R with Teradata ODBC

Blog
The best minds from Teradata, our partners, and customers blog about whatever takes their fancy.
Teradata Employee

1 Introduction


This document is a high-level tutorial that describes how to connect to Teradata Database using ODBC Driver for Teradata using R.

Scripting languages are quickly becoming a common language for the implementation in many areas, especially, where the development time is more critical than the execution time. Moreover, in the areas where the execution time is important, languages and environment are adjusted and optimized to boost performance. Scripting languages make possible a variety of different scenarios and configurations. Increasingly, the languages themselves are used as a full basic instrumental platform.

1.1 Driver Manager

When an application tries to connect to a data source using the connection methods of the ODBC API, the Driver Manager (DM) determines which driver is required and loads it into memory. The Driver Manager then simply takes any incoming function call from the application and calls the function of the same name in the driver. It also performs other functions such as error checking to ensure that function are called in the right order, arguments contain valid values and unloading the driver from memory.

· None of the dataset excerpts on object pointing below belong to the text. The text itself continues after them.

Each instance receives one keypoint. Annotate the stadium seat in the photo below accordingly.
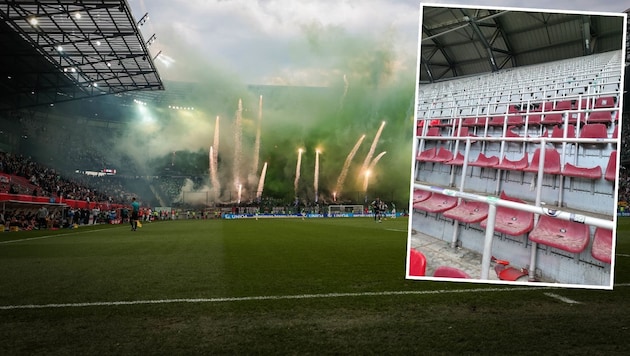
(469, 121)
(602, 245)
(534, 119)
(582, 172)
(417, 263)
(449, 272)
(433, 131)
(558, 131)
(465, 132)
(458, 160)
(483, 161)
(510, 221)
(611, 167)
(481, 121)
(437, 203)
(510, 132)
(427, 155)
(509, 165)
(603, 117)
(565, 235)
(468, 212)
(604, 102)
(442, 155)
(563, 105)
(553, 119)
(577, 118)
(582, 104)
(511, 120)
(551, 164)
(420, 195)
(594, 131)
(545, 106)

The ODBC driver manager acts as the mediator between the application and the database thereby creating a layer of abstraction. It manages the interactions between application programs and drivers. It has the capability to manage multiple applications and multiple drivers simultaneously. 

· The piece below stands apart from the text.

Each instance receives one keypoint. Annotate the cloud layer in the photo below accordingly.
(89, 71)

There are different Driver Managers which can be used. Some of the most commonly used Driver Managers are:

unixODBC DM: an open source Driver Manager for various platforms

iODBC DM: an open source Driver Manager shipped with Mac OS X

Microsoft ODBC DM: Driver Manager shipped with Microsoft Windows OS 

DataDirect DM: Driver Manager built by DataDirect 

The ODBC Driver for Teradata works with iODBC on Mac OS X and with the Microsoft ODBC Driver Manager on Windows OS. On all other supported platforms, it is shipped with DataDirect’s Driver Manager. 


1.2  References 

1.3  Prerequisite

The components used throughout this tutorial:

Component Version URL
Teradata ODBC Driver  15.10  www.teradata.com/DownloadCenter
R  3.2.0 https://www.r-project.org/ 
RODBC  1.3 - 12 https://cran.r-project.org/web/packages/RODBC/index.html

R programming console can be downloaded from https://www.r-project.org/ for Windows, Unix and Mac OS X platforms. This tutorial is based on the version 3.2.0. You can use a more recent version of R provided a compatible RODBC package is available too.

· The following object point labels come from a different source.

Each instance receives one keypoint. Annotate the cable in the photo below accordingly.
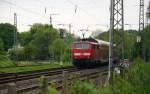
(93, 17)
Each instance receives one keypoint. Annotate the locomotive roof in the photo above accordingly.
(94, 41)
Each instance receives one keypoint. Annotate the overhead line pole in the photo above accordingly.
(116, 22)
(15, 30)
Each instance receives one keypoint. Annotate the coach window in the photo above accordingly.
(85, 46)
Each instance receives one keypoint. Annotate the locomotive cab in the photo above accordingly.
(89, 53)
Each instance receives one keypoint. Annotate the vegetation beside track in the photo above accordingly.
(41, 66)
(135, 80)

The most common way to connect to a database with R is by using RODBC package. This package can be easily installed on your machine. Here are the steps:

> install.packages("RODBC")

Once this is installed, you can verify the same by calling the installed.packages() function which will return you the list of packages currently installed.

> installed.packages()

2 Create Sample Data


General workflow of the interaction with the database is very similar to a generic ODBC application workflow, and can be described with the following steps:
  • List all available Data Sources using the odbcDataSources() function.
  • Connect to the database using the odbcConnect() or odbcDriverConnec() function.
  • Run a query using the sqlQuery() function.
  • Clean up the table using the sqlDrop() function.
  • Finalize the work with the database with the odbcClose() functions.

2.1  Connect

First, in order to connect to a database, the RODBC package needs to be loaded with the library() function.

> library(RODBC)

Then the connection has to be established. This can be done by either using the odbConnnect() function or the odbcDriverConnect() function. In the following examples, ch is the channel to which this connection corresponds. It can be thought of as a connection handle. odbcDriverConnect() can be used in case you want to use a DSN-less connection.

> ch <- odbcConnect(dsn="testDSN",uid="testUser",pwd="ter@d@t@")
> ch <- odbcDriverConnect("Driver=Teradata;DBCName=192.0.0.1;UID=testUser;PWD=ter@d@t@")

 

2.2  Execute SQL statement

In order to execute a SQL Query using R, we can simply use the sqlQuery() function. It can execute both types of SQL queries, ones which return a result set and the ones which do not return a result set. Here is an example of using the sqlQuery() function to drop an existing employee table

> sqlQuery(ch, paste('drop table  "employee" '))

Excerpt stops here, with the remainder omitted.